Additionally, the interpretability of the system provides a distinct advantage. Every output label is directly traceable to a lexical or syntactic decision, offering full transparency in the detection process. This characteristic makes the pipeline not only useful as a research tool, but also practical in educational or linguistic annotation settings where traceability is essential. The results demonstrate that a targeted, linguistically-informed rule set can yield meaningful insights, even with noisy real-world text.
While our method prioritizes interpretability and linguistic traceability, we acknowledge that it does not benchmark against neural or hybrid models such as NegBERT. This choice stems from the lack of litotes-specific annotated data in Arabic, which limits the viability of training or fine-tuning such models in a meaningful way. Nonetheless, future work may explore the integration of transformer-based representations to enhance coverage, particularly for syntactically irregular or idiomatic constructions, while maintaining explainability.
6. Conclusions
The present paper describes a linguistically justified pipeline for detecting and categorizing negation and litotes in Modern Standard Arabic. The system distinguishes between ordinary negation, litotic inversion, and exception-based structures using dependency parsing, lexical resources, and antonym matching.
The output schema improves granularity and interpretability over earlier approaches, enabling more precise analysis of negation phenomena in Arabic text. Despite limitations due to parser accuracy and the inherent rarity of litotes and exception prepositions, the system demonstrated scalability across a large corpus and robustness in capturing core negation patterns.

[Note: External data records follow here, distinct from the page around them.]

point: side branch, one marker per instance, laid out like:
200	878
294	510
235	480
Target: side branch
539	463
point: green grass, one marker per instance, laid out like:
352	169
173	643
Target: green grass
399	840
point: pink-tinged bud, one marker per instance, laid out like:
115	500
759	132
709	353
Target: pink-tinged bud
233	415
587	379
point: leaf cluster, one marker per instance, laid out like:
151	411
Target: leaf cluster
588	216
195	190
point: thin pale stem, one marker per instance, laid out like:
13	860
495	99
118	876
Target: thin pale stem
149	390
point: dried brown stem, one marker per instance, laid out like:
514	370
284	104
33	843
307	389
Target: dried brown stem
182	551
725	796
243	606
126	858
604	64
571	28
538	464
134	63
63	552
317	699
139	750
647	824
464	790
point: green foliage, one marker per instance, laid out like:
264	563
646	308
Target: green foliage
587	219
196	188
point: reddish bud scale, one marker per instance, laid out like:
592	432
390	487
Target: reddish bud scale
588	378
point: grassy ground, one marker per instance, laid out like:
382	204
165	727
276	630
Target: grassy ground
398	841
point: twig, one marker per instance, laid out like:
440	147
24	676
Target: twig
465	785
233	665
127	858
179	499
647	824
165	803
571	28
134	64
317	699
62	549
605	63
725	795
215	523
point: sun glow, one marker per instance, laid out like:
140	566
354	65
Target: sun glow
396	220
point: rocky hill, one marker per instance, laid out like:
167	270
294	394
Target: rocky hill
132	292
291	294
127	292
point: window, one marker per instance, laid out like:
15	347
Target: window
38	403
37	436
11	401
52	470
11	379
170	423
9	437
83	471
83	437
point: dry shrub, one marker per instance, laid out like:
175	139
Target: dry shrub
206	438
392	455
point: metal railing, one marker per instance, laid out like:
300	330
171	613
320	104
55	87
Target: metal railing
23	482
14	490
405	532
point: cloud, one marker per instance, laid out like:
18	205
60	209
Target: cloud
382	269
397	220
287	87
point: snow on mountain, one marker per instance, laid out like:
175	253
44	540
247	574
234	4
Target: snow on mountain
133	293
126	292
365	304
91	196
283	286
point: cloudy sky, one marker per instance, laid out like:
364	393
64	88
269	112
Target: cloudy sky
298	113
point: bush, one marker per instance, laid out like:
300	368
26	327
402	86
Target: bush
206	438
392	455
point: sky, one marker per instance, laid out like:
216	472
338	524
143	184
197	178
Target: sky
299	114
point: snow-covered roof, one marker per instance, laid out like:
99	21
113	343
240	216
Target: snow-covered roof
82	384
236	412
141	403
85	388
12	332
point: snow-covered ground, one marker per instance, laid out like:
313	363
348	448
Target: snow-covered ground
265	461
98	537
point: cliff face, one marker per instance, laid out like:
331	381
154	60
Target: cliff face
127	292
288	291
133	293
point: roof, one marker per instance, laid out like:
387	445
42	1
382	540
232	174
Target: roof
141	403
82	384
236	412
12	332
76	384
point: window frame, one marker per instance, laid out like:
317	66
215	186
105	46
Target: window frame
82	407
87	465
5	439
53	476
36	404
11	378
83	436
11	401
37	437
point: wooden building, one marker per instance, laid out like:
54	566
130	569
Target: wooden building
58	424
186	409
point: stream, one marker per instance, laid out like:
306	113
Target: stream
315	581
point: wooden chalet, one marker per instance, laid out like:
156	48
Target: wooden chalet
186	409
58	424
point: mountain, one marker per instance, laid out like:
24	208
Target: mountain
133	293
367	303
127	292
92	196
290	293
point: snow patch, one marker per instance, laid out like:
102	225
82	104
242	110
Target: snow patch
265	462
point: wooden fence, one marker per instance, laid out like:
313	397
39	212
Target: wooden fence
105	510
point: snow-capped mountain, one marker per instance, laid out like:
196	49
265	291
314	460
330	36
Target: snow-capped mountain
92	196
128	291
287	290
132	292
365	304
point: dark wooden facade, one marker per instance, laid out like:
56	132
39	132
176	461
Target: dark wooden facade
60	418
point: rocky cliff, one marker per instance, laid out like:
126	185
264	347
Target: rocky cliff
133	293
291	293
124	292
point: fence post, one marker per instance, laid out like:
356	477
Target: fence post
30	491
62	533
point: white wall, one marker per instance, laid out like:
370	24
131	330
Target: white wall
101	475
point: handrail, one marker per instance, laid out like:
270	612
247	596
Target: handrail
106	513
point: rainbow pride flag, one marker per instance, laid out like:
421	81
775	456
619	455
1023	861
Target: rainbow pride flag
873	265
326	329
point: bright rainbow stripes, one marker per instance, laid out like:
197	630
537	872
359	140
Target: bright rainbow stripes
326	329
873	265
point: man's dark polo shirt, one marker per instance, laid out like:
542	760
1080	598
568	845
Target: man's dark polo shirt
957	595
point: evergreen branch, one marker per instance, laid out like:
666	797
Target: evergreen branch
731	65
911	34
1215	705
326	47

This work contributes to Arabic linguistic resource development and lays the groundwork for future applications in rhetorical structure analysis, figurative language processing, and culturally aware sentiment analysis. Beyond academic exploration, the system can be integrated into downstream NLP applications such as sentiment analysis by identifying implicit polarity shifts that enhance classification accuracy. It also holds value in literary and political discourse analysis, where figures like litotes contribute significantly to tone, persuasion, and irony. Moreover, its explainable output makes it suitable for educational tools in computational linguistics and stylistic annotation. Future extensions may include multilingual evaluation, semi-supervised refinement, and integration with neural models while preserving rule-based interpretability.